La question qui justifiait ce critère de choix était la suivante : existe-il une utilisation ou pression de pâturage différenciée des terres selon qu’elles sont collectives ou privées ? Il s’agissait là de se positionner par rapport au paradigme de G. Hardin (1968) ; reprenant les hypothèses malthusiennes de croissance exponentielle de la population, il prit l’exemple d’un pâturage « common » - en libre accès - et fit le postulat que : « Each man is locked into a system that compels him to increase his herd without limit – in a world that is limited »57. Selon lui, le statut commun d’un bien conduit inévitablement à une dégradation des ressources planétaires par surexploitation maximale des acteurs qui aspirent uniquement à leur profit à court terme. L’alternative proposée correspondant à la privatisation des biens pour conscientiser la population. Un courant de pensée opposé, conduit en particulier par E. Ostrom (1999, 2000), se base sur des études empiriques pour montrer l’existence de formes de gestions locale des communs – qu’elle nomme Common Pool Resource pour caractériser un système de ressources au regard des droits de propriété des usagers -. La gestion est basée sur des règles d’usages définies et pouvant être modifiée par les bénéficiaires qui sont tous en connaissance des règles adoptées.

Ce critère avait été choisi dans le but de mettre en évidence la présence ou non, d’une différence de pression sur les ressources pastorales par rapport au caractère « commun »58 ou privé des terres considérées.

57 « Chacun est enfermé dans un système qui le contraint à accroître son cheptel sans limite – dans un monde

limité ». Hardin, G. The tragedy of the commons. Science, 1968, 162. Version Internet p 3/11.

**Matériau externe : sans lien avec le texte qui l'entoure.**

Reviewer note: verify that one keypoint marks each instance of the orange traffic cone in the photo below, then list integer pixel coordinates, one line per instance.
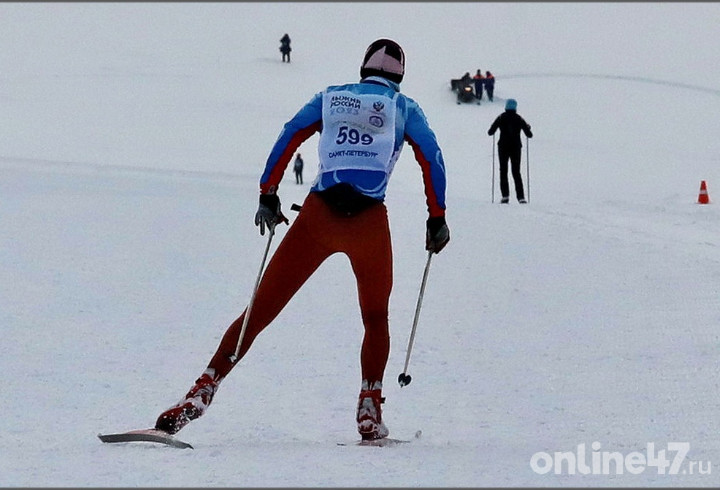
(703, 196)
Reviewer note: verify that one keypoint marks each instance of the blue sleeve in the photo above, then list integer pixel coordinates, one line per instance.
(428, 155)
(304, 124)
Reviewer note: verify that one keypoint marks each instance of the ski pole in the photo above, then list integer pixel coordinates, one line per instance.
(493, 181)
(404, 379)
(527, 163)
(234, 356)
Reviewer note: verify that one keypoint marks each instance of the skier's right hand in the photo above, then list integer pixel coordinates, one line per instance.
(269, 213)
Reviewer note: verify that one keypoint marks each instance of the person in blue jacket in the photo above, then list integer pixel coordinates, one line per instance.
(363, 127)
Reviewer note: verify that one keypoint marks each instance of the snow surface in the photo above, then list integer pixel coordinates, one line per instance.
(132, 138)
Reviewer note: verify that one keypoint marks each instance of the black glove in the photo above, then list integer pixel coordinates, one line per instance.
(437, 235)
(269, 213)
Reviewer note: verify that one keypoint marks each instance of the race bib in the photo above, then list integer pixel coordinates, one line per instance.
(358, 132)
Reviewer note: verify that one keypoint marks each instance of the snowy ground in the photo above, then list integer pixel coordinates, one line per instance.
(132, 138)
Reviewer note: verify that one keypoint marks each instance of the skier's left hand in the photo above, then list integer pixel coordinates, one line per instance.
(269, 213)
(437, 234)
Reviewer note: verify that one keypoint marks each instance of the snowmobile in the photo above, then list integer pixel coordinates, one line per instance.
(466, 93)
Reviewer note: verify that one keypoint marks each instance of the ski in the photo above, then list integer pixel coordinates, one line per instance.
(384, 442)
(145, 435)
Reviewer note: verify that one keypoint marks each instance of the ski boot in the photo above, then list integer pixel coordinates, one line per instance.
(192, 406)
(369, 412)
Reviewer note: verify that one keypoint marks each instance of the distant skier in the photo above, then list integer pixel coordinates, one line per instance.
(285, 47)
(510, 123)
(489, 85)
(363, 127)
(479, 83)
(297, 168)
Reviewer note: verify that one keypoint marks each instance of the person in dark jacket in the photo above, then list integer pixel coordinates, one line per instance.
(297, 168)
(479, 83)
(510, 123)
(285, 47)
(489, 85)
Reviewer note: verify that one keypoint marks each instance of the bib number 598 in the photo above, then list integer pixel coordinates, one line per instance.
(352, 136)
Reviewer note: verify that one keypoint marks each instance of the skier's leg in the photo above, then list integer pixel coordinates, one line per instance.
(371, 260)
(296, 258)
(503, 157)
(517, 174)
(299, 254)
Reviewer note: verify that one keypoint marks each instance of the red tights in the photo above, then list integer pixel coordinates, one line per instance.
(317, 233)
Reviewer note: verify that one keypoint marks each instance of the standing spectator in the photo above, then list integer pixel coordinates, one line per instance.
(285, 47)
(489, 84)
(510, 123)
(297, 168)
(343, 213)
(479, 82)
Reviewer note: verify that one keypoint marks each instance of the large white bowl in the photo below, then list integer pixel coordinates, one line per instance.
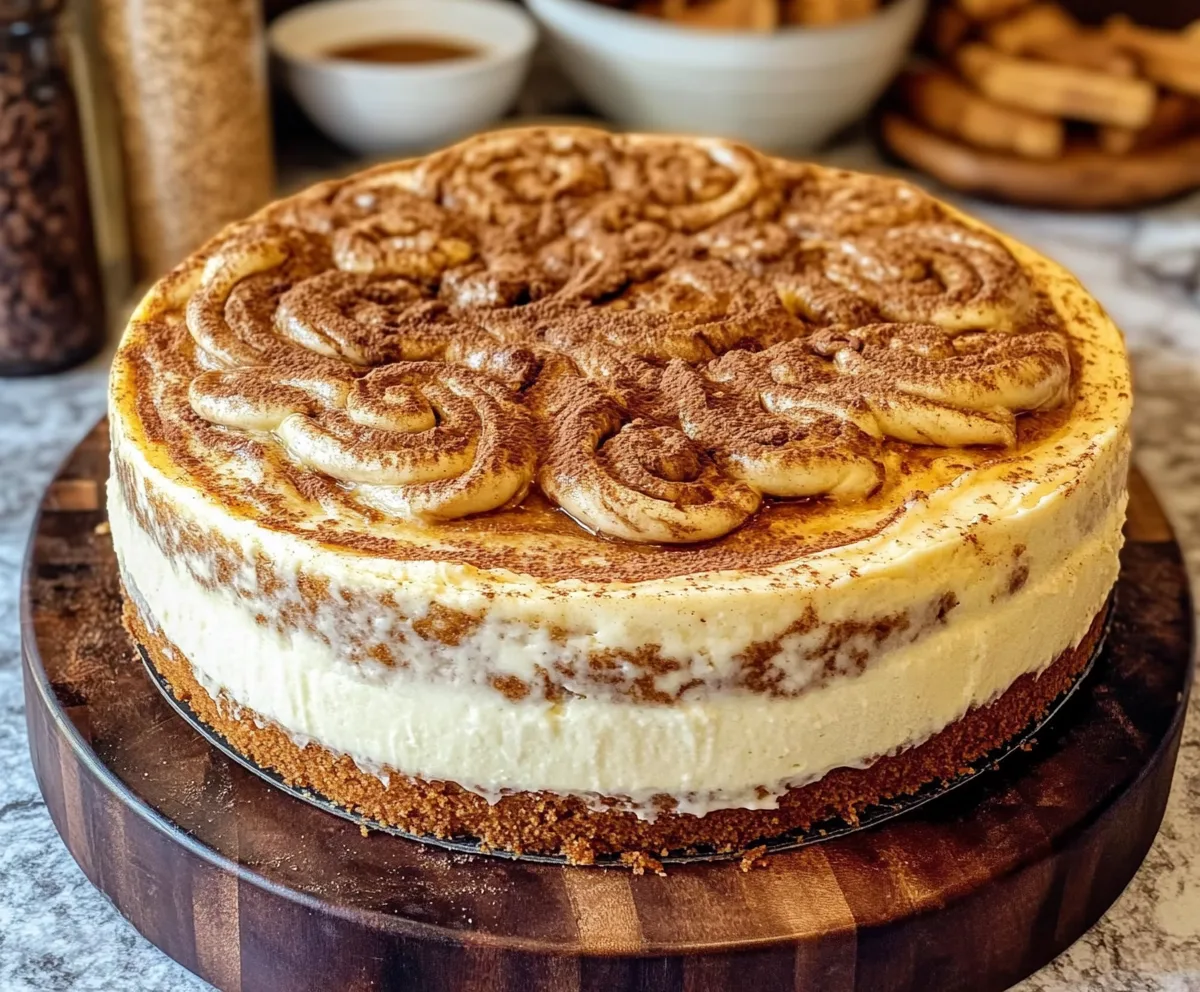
(385, 107)
(789, 90)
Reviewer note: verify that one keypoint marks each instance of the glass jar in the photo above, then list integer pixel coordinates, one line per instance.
(52, 308)
(190, 82)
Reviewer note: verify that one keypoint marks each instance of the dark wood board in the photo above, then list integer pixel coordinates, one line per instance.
(1083, 179)
(256, 890)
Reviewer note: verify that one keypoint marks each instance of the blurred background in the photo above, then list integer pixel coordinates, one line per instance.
(132, 130)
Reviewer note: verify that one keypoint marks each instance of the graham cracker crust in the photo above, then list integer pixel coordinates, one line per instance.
(545, 823)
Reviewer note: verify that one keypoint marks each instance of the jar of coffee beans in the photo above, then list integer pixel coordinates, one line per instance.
(52, 312)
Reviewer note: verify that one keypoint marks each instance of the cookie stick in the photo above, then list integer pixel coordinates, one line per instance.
(1174, 114)
(1085, 48)
(1031, 25)
(947, 29)
(1057, 90)
(827, 11)
(1151, 42)
(936, 98)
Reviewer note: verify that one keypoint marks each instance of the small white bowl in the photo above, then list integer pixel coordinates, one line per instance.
(789, 90)
(373, 107)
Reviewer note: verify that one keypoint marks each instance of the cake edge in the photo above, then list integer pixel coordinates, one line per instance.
(546, 823)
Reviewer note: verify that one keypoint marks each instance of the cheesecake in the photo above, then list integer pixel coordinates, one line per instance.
(593, 494)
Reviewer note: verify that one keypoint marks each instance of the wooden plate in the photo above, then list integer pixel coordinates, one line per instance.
(253, 889)
(1084, 179)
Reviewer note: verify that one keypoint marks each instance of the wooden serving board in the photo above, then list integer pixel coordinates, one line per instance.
(1084, 179)
(253, 889)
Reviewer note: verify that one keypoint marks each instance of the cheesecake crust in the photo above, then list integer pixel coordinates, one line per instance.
(545, 823)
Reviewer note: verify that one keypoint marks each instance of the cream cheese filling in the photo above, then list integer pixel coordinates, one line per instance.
(733, 750)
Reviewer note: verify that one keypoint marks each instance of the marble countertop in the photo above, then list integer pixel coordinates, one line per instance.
(57, 932)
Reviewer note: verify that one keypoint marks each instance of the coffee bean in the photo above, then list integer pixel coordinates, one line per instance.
(52, 311)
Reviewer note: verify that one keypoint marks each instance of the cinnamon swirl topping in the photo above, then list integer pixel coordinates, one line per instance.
(657, 334)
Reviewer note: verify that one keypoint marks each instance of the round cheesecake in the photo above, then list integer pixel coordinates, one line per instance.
(587, 493)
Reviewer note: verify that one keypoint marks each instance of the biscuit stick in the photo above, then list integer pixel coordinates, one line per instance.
(1085, 48)
(827, 11)
(1151, 43)
(1033, 25)
(947, 29)
(1174, 115)
(939, 100)
(1057, 90)
(721, 14)
(1174, 73)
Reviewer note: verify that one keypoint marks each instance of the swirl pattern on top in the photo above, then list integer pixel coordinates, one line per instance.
(659, 334)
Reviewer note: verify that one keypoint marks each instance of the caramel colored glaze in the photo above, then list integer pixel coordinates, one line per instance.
(403, 50)
(543, 823)
(603, 324)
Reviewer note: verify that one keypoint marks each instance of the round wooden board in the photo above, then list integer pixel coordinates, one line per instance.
(1084, 179)
(257, 890)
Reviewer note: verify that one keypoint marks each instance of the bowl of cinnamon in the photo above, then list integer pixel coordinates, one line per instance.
(783, 74)
(388, 76)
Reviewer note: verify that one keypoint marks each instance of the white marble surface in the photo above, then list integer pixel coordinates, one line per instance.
(59, 933)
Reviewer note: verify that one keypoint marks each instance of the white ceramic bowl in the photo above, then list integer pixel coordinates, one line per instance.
(787, 91)
(375, 107)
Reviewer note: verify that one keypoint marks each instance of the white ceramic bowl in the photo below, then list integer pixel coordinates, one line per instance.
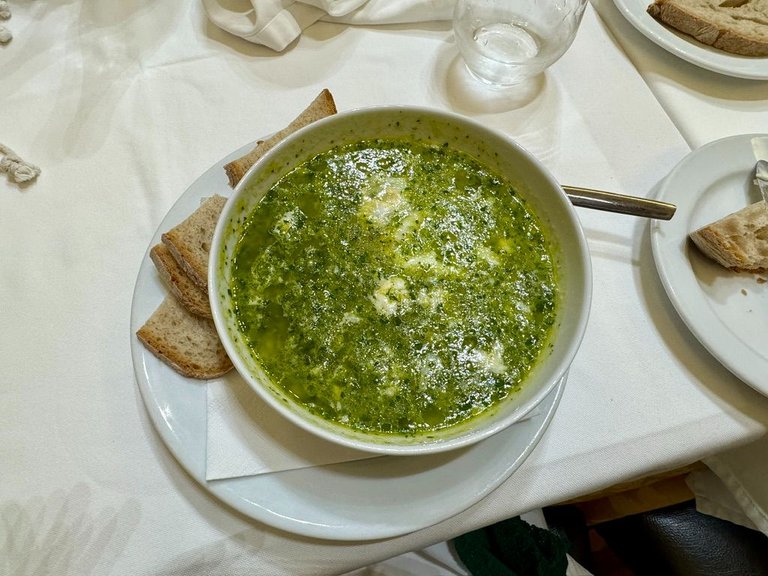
(498, 152)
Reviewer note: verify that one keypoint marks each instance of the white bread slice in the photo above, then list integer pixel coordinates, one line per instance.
(187, 343)
(190, 241)
(189, 294)
(738, 241)
(736, 26)
(323, 105)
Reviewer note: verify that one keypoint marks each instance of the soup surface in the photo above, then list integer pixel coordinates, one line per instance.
(395, 286)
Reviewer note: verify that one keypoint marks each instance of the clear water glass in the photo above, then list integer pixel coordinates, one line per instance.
(505, 42)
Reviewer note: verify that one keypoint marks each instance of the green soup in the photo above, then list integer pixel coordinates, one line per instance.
(395, 286)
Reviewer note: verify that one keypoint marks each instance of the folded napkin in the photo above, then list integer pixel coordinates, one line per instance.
(247, 437)
(277, 23)
(743, 472)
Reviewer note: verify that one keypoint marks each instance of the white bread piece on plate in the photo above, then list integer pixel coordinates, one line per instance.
(187, 343)
(323, 105)
(738, 241)
(190, 241)
(735, 26)
(189, 294)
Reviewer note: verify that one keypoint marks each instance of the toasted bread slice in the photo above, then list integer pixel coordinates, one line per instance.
(323, 105)
(738, 241)
(190, 241)
(736, 26)
(187, 343)
(189, 294)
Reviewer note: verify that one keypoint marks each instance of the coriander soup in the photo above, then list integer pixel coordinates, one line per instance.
(395, 286)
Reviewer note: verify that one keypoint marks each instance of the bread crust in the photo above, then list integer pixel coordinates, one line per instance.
(738, 241)
(190, 241)
(187, 343)
(323, 105)
(188, 293)
(726, 32)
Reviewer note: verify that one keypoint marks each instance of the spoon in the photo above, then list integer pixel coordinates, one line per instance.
(621, 203)
(761, 178)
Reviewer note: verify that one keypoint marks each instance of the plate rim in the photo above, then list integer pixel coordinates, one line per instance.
(165, 418)
(695, 312)
(691, 50)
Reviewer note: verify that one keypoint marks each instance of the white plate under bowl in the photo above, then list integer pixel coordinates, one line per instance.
(726, 311)
(381, 497)
(690, 49)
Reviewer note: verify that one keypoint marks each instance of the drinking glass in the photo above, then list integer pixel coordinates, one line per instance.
(505, 42)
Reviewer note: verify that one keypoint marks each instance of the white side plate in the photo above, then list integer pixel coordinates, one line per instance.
(726, 311)
(690, 49)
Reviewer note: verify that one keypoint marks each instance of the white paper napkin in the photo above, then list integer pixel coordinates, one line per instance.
(248, 437)
(743, 471)
(277, 23)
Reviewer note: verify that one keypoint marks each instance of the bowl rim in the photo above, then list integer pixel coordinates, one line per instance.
(471, 435)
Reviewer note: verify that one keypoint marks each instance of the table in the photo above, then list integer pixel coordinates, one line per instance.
(124, 105)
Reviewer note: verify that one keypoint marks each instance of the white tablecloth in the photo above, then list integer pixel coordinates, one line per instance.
(124, 105)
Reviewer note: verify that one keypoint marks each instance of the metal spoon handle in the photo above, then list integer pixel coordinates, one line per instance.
(621, 203)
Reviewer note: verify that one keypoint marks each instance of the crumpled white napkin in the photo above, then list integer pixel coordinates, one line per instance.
(247, 437)
(277, 23)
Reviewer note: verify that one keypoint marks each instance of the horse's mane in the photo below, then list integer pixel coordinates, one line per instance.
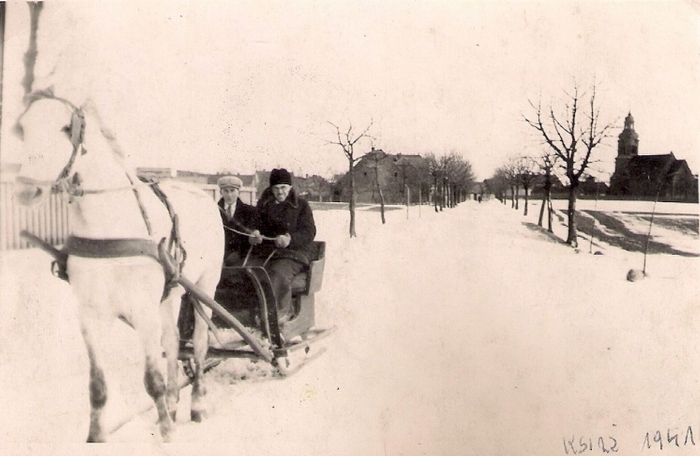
(90, 108)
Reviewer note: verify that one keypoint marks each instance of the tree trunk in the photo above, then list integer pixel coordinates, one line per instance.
(381, 194)
(351, 204)
(526, 200)
(30, 56)
(550, 211)
(571, 237)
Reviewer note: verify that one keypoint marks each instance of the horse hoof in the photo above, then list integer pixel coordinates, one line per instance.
(198, 415)
(96, 439)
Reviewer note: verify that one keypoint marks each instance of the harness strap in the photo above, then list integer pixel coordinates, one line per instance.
(110, 248)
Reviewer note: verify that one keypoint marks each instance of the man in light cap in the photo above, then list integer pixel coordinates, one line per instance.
(287, 219)
(235, 215)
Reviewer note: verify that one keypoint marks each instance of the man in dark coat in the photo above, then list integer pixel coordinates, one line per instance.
(237, 217)
(287, 223)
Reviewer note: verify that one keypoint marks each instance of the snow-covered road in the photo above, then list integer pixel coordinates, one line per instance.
(464, 332)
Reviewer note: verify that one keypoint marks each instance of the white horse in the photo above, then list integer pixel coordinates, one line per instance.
(69, 150)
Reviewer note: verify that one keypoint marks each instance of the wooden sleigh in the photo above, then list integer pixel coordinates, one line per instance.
(246, 304)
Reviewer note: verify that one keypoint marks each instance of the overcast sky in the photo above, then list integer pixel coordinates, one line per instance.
(212, 86)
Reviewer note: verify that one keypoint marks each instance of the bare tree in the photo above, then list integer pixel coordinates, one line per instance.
(572, 141)
(347, 141)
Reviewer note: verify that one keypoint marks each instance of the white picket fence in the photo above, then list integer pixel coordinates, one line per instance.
(50, 221)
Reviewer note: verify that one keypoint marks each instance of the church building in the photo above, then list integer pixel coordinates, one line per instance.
(645, 176)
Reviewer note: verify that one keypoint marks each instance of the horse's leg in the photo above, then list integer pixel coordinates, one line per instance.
(171, 345)
(200, 340)
(94, 330)
(145, 324)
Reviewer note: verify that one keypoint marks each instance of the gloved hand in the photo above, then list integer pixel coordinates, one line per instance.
(282, 241)
(255, 238)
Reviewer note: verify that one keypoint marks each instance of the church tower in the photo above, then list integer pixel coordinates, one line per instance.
(627, 148)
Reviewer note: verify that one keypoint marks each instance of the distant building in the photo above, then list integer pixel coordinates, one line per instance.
(646, 176)
(399, 176)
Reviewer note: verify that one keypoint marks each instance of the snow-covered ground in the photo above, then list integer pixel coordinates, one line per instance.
(465, 332)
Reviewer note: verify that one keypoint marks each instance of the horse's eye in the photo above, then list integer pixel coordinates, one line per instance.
(19, 131)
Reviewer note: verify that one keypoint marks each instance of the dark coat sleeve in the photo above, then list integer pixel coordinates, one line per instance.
(305, 231)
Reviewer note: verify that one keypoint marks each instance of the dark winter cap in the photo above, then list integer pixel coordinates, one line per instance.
(280, 176)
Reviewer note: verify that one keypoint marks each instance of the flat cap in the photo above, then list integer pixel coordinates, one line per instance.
(229, 181)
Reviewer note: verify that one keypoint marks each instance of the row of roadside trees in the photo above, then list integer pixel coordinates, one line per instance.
(570, 133)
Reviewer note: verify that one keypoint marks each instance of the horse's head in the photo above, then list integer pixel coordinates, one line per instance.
(52, 131)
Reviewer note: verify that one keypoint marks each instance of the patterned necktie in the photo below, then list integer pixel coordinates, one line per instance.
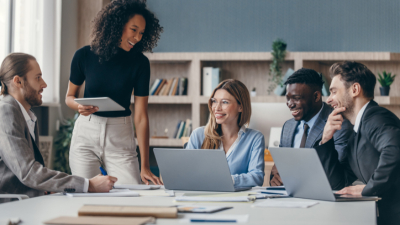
(304, 138)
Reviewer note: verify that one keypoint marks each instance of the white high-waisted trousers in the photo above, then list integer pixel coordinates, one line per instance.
(111, 139)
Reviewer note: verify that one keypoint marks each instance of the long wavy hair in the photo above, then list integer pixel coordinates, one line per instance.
(109, 23)
(239, 91)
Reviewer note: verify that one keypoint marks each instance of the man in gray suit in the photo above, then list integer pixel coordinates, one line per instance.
(304, 99)
(22, 168)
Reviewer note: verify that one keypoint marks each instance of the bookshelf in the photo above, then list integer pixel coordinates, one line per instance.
(252, 69)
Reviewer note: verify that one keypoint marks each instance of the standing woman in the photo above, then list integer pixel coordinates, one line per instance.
(230, 111)
(113, 66)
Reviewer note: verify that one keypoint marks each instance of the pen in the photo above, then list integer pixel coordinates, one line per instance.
(211, 221)
(271, 193)
(103, 171)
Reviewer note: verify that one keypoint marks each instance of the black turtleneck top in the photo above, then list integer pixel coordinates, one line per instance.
(115, 78)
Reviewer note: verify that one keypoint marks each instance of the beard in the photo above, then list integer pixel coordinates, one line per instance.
(349, 104)
(32, 96)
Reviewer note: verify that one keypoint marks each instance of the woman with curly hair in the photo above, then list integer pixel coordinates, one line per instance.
(113, 66)
(230, 111)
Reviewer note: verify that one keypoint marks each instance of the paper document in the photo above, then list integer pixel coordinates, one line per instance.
(112, 193)
(156, 193)
(214, 218)
(137, 186)
(101, 220)
(214, 199)
(269, 203)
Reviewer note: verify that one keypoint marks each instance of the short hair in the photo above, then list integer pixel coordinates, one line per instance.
(306, 76)
(354, 72)
(16, 63)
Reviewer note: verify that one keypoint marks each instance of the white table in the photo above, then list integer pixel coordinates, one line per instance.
(37, 210)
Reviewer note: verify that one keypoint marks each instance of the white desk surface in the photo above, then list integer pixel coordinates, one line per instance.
(37, 210)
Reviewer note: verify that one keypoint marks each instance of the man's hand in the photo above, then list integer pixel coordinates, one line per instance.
(147, 175)
(333, 124)
(101, 183)
(86, 110)
(351, 190)
(276, 179)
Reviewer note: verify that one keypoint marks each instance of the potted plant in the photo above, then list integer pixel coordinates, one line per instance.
(386, 79)
(275, 68)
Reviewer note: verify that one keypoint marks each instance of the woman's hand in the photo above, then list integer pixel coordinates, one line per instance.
(86, 110)
(147, 175)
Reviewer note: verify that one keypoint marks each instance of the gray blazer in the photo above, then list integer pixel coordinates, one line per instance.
(20, 173)
(315, 135)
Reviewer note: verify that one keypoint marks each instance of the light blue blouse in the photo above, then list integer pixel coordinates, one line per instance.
(246, 160)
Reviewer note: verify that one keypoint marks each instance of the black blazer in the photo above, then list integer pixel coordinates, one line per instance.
(372, 156)
(315, 135)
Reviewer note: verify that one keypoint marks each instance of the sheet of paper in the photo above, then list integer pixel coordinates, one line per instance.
(100, 220)
(112, 193)
(156, 193)
(216, 218)
(273, 203)
(214, 199)
(137, 186)
(200, 208)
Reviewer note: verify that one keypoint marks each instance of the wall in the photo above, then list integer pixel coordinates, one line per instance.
(252, 25)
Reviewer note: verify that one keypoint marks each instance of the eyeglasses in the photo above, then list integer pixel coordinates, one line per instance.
(224, 103)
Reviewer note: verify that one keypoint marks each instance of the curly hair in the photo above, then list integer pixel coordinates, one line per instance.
(109, 23)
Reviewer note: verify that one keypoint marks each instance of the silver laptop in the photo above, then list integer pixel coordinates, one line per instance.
(304, 177)
(195, 170)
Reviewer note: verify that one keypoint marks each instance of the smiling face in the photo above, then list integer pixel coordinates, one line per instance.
(225, 107)
(33, 85)
(302, 101)
(133, 32)
(340, 96)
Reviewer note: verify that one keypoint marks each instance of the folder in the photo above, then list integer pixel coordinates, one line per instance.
(137, 211)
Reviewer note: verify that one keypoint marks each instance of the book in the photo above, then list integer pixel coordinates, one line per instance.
(154, 86)
(177, 86)
(159, 87)
(211, 79)
(180, 130)
(177, 128)
(169, 83)
(173, 87)
(139, 211)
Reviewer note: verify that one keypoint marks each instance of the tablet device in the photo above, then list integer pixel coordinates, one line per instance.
(105, 104)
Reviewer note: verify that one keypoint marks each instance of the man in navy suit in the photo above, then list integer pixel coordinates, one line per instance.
(304, 99)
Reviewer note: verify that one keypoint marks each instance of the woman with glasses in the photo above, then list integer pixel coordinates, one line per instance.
(230, 111)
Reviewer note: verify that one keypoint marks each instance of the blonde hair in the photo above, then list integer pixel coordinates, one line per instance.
(213, 130)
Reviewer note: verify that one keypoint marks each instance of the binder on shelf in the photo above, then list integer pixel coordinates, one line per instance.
(211, 79)
(280, 90)
(325, 88)
(159, 87)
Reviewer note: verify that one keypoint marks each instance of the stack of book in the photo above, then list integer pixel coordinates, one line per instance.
(171, 87)
(183, 129)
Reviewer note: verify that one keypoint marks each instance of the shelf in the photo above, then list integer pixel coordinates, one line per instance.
(164, 142)
(266, 56)
(381, 100)
(167, 99)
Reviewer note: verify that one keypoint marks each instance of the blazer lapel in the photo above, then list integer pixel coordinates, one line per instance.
(289, 130)
(318, 128)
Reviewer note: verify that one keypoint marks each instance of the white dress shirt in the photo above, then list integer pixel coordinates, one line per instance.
(30, 119)
(359, 116)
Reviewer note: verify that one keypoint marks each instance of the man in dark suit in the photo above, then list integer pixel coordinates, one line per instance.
(373, 151)
(22, 169)
(304, 99)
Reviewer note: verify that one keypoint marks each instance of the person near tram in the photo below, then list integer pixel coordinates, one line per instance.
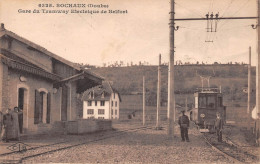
(184, 123)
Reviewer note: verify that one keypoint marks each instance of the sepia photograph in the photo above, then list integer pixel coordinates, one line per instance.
(129, 81)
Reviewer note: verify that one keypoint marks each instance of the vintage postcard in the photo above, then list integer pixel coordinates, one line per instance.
(129, 81)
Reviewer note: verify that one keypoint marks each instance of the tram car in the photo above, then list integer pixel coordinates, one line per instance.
(208, 101)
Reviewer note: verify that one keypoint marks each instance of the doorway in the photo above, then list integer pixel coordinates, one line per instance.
(21, 104)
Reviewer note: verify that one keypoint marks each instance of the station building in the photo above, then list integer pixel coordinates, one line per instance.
(45, 86)
(101, 102)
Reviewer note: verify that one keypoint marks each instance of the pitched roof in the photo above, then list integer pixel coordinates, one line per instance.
(4, 32)
(106, 89)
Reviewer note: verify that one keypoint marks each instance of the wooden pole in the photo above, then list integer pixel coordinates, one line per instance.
(186, 104)
(171, 97)
(158, 94)
(249, 83)
(258, 72)
(143, 100)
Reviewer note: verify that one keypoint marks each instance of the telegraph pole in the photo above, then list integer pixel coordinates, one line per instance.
(143, 100)
(249, 84)
(258, 73)
(158, 95)
(171, 97)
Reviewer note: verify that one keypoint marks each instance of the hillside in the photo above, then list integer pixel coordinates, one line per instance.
(231, 78)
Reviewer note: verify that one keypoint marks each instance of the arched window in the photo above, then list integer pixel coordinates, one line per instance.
(42, 106)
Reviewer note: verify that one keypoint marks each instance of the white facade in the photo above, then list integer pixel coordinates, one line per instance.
(95, 108)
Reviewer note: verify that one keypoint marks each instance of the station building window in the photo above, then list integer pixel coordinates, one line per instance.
(89, 103)
(101, 111)
(102, 103)
(90, 111)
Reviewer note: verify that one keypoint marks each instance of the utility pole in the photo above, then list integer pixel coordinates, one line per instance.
(258, 73)
(210, 18)
(143, 100)
(171, 97)
(158, 95)
(249, 84)
(186, 104)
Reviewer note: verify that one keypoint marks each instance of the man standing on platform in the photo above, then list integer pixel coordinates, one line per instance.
(219, 126)
(184, 123)
(7, 122)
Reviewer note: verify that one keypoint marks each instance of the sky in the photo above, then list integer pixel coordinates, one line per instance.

58 terme signifiant « utilisable par plusieurs familles » que nous avons préféré à celui de collectif qui sous-

Mobilité des troupeaux :

Nous définissons ici la mobilité comme une transhumance où le troupeau parcourt une distance suffisante pour que bergers et troupeaux passent la nuit en un lieu différent du campement précédent. Je voulais vérifier l’hypothèse que la transhumance permet de gérer les incertitudes climatiques en valorisant mieux les ressources naturelles.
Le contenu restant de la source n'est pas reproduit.